0 | 0.23 | Ideal | E | SI2 | 61.5 | 55.0 | 326 | 3.95 | 3.98 | 2.43 |

1 | 0.21 | Premium | E | SI1 | 59.8 | 61.0 | 326 | 3.89 | 3.84 | 2.31 |

2 | 0.23 | Good | E | VS1 | 56.9 | 65.0 | 327 | 4.05 | 4.07 | 2.31 |

3 | 0.29 | Premium | I | VS2 | 62.4 | 58.0 | 334 | 4.20 | 4.23 | 2.63 |

4 | 0.31 | Good | J | SI2 | 63.3 | 58.0 | 335 | 4.34 | 4.35 | 2.75 |

#### Explanation of carats

`carat`

is a unit of measurement in diamonds to characterize its mass. Typically, bigger/heavier diamonds are known to be more expensive.

Here's a helpful image from womengettingmaried.com.

#### View Distribution of Carats versus Diamond Prices

The plot below has `carats`

on the x-axis and `price`

on the y-axis.

```
df_diamonds.plot.scatter(x='carat', y='price', s=22, alpha=0.25, c='plum', figsize=(11, 8))
plt.xlabel("carats", labelpad=15)
plt.ylabel("price [$]", labelpad=15)
plt.title("Carats versus Price of Diamonds", y=1.015);
```

At first glance, it seems there's a positive correlation between the two variables. Generally, as carats increase, price increases. However, this relationship doesn't like like an exact *linear* correlation.

Let's first examine the *linear* relationship between the two variables by calculating the Pearson's correlation coefficient.

```
round(stats.pearsonr(df_diamonds['carat'], df_diamonds['price'])[0], 2)
```

```
0.92
```

There is a strong positive *linear* relationship between the two variables.

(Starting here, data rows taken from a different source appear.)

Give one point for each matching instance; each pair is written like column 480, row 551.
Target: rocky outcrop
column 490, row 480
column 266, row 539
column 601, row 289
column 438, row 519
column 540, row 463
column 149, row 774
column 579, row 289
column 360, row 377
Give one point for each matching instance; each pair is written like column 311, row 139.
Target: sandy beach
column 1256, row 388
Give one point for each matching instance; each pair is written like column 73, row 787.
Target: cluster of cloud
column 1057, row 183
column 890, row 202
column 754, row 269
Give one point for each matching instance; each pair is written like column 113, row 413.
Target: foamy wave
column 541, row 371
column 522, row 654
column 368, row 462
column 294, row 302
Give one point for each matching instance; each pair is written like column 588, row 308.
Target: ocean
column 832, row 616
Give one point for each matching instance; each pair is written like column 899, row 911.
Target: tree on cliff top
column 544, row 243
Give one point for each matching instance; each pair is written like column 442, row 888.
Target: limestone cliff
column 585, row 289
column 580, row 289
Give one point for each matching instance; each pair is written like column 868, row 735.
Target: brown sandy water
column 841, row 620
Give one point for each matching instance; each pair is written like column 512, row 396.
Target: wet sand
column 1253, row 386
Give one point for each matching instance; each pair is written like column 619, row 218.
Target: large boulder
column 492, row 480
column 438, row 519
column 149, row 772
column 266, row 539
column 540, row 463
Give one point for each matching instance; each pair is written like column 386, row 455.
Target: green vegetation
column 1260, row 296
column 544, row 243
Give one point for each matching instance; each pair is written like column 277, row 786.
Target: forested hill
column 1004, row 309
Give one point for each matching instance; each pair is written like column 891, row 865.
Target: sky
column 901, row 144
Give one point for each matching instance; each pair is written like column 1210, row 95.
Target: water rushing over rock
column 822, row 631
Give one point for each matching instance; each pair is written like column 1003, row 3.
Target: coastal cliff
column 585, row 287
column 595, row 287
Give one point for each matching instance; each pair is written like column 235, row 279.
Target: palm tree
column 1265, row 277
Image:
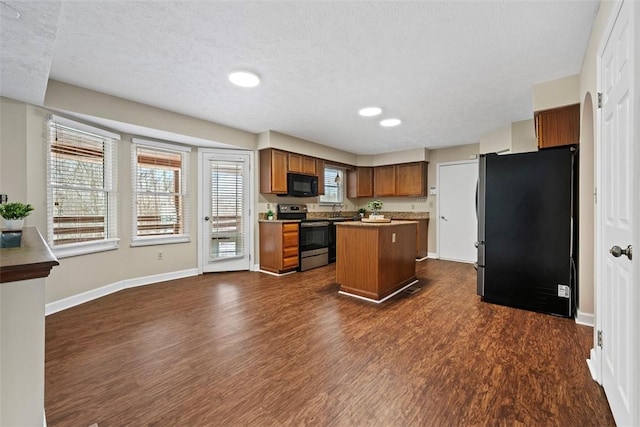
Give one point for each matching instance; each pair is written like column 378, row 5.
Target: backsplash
column 346, row 214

Next, let's examine the Spearman's rank correlation value.

```
round(stats.spearmanr(df_diamonds['carat'], df_diamonds['price'])[0], 2)
```

```
0.96
```

The Spearman's rank correlation value of \(0.96\) is higher than the Pearson's correlation value of \(0.92\). This high value of \(0.96\) and also because it's greater than \(0.92\) means that the relationship between the two variables can be characterized as something that's *not* linear. This is evident in the visualization. For every unit increase in `carats`

, there's an increasingly *greater* unit increase in the `price`

. The relationship between the two variables could be characterized closer to exponential than linear.